In light of the fact that in the past national-patriots mostly voted for Zyuganov, and the number of votes given in his favor did not suffer a significant drop, we may suggest that Zyuganov's nationalist electorate did not cross over to Putin in its entirety -- not by a long shot at all.
[1] "Tomorrow", No.47, 1999 (See it's site here and after)
[2] "Tomorrow", No.51, 1999
[3] "Tomorrow", No.52, 1999
[4] "Time", No.50, 15-21 December, 1999
[5] "Time", No.6, 16-22 February, 2000
[6] "Time", No.13(272), 5-15 April, 2000
[7] "Tomorrow", No.49, 1999
[8] "What do they demand from Putin?", article by V. Popov in "The Era of Russia", No.1(45), January 2000
[9] "For Fuhrer! Petersburg nationalists give their support to Putin", article by Mikhail Panchenko in "Version", No.11(85), 21-27 March, 2000
[10] "For Russian Cause", No.4(75), February 2000
[11] ibid
[12] "National Gazette. Monthly Russian Review", No.2(30), 2000
[13] "Is it the right party? Is it the right leader?" article by A. Sevastyanov in the National Gazette. Monthly Russian Review", No.2(30), 2000
[14] "The new road", article by A. Sevastyanov in the National Gazette. Monthly Russian Review", No.2(30), 2000
[15] "Electorate! It'll be your own fault!", article by E.L. (Eduard Limonov) in "Limonka", No.139, March 2000
[16] The last statement testifies to the fact that Limonov does not know the appropriate legislation -- the Law on Elections does NOT stipulate that if electors boycott the election, the candidates are not allowed to participate in the subsequent repeated Election.

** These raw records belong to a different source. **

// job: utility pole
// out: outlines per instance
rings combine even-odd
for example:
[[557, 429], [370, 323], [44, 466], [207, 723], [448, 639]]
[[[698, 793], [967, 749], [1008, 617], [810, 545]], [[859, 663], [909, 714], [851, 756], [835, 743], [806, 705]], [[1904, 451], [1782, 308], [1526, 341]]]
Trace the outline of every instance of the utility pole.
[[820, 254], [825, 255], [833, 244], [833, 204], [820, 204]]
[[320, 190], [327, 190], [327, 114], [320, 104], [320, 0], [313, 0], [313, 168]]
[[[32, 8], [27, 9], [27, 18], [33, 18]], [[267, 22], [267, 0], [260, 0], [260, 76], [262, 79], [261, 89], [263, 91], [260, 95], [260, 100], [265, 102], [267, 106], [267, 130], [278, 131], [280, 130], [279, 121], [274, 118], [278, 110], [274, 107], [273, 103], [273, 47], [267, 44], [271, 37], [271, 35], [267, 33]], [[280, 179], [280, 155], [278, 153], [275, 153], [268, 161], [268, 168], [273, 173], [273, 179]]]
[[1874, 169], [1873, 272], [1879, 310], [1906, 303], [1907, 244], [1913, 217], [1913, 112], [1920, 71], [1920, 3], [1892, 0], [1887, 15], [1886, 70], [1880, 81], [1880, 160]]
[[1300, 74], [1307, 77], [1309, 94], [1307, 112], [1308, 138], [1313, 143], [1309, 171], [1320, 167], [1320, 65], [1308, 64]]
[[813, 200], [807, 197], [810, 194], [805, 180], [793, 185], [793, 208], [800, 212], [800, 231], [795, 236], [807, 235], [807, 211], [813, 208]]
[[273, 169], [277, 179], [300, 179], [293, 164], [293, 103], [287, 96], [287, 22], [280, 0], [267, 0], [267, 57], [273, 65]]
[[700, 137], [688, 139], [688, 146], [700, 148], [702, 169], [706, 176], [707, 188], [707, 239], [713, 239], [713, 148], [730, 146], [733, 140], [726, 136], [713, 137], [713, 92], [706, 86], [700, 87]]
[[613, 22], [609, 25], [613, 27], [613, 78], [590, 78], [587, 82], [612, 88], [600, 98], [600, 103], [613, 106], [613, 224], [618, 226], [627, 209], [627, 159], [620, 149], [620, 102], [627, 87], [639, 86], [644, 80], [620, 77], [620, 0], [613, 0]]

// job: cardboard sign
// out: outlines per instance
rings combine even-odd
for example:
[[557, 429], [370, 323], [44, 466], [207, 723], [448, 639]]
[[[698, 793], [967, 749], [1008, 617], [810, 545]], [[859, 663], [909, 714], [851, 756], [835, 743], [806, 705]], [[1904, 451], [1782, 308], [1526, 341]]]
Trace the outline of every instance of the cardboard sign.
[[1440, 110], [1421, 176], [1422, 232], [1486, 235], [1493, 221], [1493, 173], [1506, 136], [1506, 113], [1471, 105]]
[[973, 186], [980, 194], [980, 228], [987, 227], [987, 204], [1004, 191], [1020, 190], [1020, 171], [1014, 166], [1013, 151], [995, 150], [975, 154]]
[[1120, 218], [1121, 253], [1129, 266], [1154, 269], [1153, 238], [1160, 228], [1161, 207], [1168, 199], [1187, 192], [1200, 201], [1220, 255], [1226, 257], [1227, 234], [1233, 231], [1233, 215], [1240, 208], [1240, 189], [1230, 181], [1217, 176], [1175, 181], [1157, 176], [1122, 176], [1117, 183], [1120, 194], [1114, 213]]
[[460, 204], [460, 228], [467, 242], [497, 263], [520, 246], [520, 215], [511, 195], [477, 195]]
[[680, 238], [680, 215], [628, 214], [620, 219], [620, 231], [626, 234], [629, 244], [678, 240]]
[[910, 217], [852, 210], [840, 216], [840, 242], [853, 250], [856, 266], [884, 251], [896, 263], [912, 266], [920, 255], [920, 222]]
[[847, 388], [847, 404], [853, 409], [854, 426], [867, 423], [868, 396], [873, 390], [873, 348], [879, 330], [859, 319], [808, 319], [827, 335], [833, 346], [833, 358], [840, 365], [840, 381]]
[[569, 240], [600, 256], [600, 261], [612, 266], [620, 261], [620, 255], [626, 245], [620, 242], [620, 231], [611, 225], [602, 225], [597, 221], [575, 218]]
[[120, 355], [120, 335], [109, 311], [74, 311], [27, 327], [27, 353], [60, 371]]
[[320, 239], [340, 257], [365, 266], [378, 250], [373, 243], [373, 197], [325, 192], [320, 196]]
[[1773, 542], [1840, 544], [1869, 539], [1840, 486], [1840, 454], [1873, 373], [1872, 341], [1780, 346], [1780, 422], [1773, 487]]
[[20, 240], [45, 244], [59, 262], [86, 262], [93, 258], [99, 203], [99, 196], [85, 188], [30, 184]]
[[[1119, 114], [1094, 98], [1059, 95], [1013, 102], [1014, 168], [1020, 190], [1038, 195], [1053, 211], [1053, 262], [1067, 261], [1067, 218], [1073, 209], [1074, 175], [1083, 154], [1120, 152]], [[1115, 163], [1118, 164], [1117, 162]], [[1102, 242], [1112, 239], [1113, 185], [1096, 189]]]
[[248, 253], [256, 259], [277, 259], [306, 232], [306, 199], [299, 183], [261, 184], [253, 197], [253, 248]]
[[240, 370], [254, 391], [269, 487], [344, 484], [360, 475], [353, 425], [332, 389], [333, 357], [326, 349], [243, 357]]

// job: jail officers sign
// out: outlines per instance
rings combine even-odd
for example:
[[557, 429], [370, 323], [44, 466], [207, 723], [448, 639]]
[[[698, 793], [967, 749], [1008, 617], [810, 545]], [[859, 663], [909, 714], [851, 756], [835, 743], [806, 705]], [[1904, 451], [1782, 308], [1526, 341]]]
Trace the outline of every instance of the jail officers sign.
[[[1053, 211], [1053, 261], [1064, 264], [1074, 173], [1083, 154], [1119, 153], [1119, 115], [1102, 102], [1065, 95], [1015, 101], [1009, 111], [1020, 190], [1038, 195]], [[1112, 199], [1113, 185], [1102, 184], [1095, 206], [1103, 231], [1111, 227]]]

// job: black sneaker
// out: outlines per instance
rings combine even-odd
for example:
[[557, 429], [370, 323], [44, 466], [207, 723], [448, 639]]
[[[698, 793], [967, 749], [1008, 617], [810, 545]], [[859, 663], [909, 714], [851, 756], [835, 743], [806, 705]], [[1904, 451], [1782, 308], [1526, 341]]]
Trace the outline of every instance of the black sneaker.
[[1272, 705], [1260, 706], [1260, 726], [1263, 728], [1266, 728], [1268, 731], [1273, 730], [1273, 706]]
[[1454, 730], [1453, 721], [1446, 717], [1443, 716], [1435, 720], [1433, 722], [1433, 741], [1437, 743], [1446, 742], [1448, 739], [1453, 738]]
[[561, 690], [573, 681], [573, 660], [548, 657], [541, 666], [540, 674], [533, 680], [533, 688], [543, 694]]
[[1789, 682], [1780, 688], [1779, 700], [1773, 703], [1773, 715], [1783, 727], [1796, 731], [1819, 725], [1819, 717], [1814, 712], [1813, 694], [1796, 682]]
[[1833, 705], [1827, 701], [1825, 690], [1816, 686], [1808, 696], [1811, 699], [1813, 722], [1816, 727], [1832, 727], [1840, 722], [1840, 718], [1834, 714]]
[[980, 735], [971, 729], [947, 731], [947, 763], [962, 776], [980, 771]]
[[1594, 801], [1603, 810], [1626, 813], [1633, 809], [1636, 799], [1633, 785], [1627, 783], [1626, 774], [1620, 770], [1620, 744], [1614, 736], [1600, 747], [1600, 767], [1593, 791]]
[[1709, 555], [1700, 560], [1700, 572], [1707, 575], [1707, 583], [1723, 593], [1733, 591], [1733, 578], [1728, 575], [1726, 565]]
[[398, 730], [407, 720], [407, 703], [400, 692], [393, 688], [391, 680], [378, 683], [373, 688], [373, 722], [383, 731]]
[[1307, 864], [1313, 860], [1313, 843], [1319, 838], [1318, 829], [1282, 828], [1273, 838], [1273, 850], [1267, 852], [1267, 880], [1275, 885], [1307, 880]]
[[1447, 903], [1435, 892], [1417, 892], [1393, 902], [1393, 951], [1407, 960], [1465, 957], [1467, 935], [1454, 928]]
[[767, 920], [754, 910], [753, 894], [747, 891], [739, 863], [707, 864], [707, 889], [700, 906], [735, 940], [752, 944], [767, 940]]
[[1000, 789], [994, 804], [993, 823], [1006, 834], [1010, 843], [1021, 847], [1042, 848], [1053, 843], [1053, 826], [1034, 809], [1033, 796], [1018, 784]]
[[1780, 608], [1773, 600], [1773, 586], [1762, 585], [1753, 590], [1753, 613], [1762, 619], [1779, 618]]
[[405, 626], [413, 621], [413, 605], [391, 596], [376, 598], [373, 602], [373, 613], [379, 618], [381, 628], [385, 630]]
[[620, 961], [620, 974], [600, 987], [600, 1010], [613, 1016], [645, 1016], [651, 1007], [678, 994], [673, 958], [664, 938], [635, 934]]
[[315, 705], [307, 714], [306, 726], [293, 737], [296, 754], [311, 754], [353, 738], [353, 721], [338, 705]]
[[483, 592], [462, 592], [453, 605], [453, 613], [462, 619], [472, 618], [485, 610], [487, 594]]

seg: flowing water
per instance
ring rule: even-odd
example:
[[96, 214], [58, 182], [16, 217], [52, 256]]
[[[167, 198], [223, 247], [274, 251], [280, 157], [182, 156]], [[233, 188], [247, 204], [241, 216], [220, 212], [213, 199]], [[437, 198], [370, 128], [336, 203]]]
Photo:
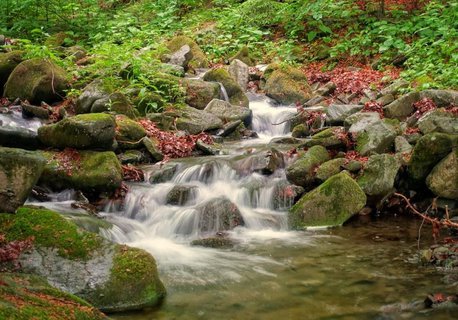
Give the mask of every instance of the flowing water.
[[[293, 199], [284, 192], [284, 170], [265, 175], [258, 169], [268, 142], [288, 134], [285, 120], [295, 109], [262, 96], [250, 100], [259, 139], [232, 143], [224, 155], [172, 161], [156, 183], [130, 184], [124, 206], [113, 203], [101, 213], [113, 227], [100, 232], [150, 252], [168, 290], [158, 310], [114, 318], [450, 319], [453, 311], [421, 308], [429, 292], [456, 286], [442, 283], [446, 274], [412, 261], [418, 222], [395, 217], [288, 231]], [[145, 167], [148, 180], [157, 171]], [[184, 191], [171, 202], [177, 187]], [[71, 211], [74, 197], [64, 192], [41, 205]], [[205, 213], [209, 206], [212, 219]], [[225, 223], [221, 215], [236, 209], [245, 225], [225, 232], [234, 247], [191, 245], [214, 236]]]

Furthermore, the official attendance at the Presidential Election was 75.181.071 persons (68.74% of the total number of electors), while only 1.414.648 persons (1.88%) voted "against all", another 701.033 persons (0.93%) intentionally or unintentionally spoilt their bulletins, and approximately 10.000 persons either took their bulletins home or lost them on the way to ballot box. In other words, -- the requisite 50% attendance would have been guaranteed even if those three categories of electors had boycotted the Election together with the anarchists and Limonov.
[17] Counting the "against all" position, which came 6-th. If we do not take the "against all" position into consideration, then Podberezkin's place is 10-th.
[18] Counting the "against all" position, which came 6-th. If we do not take the "against all" position into consideration, then Govorukhin's place is 8-th.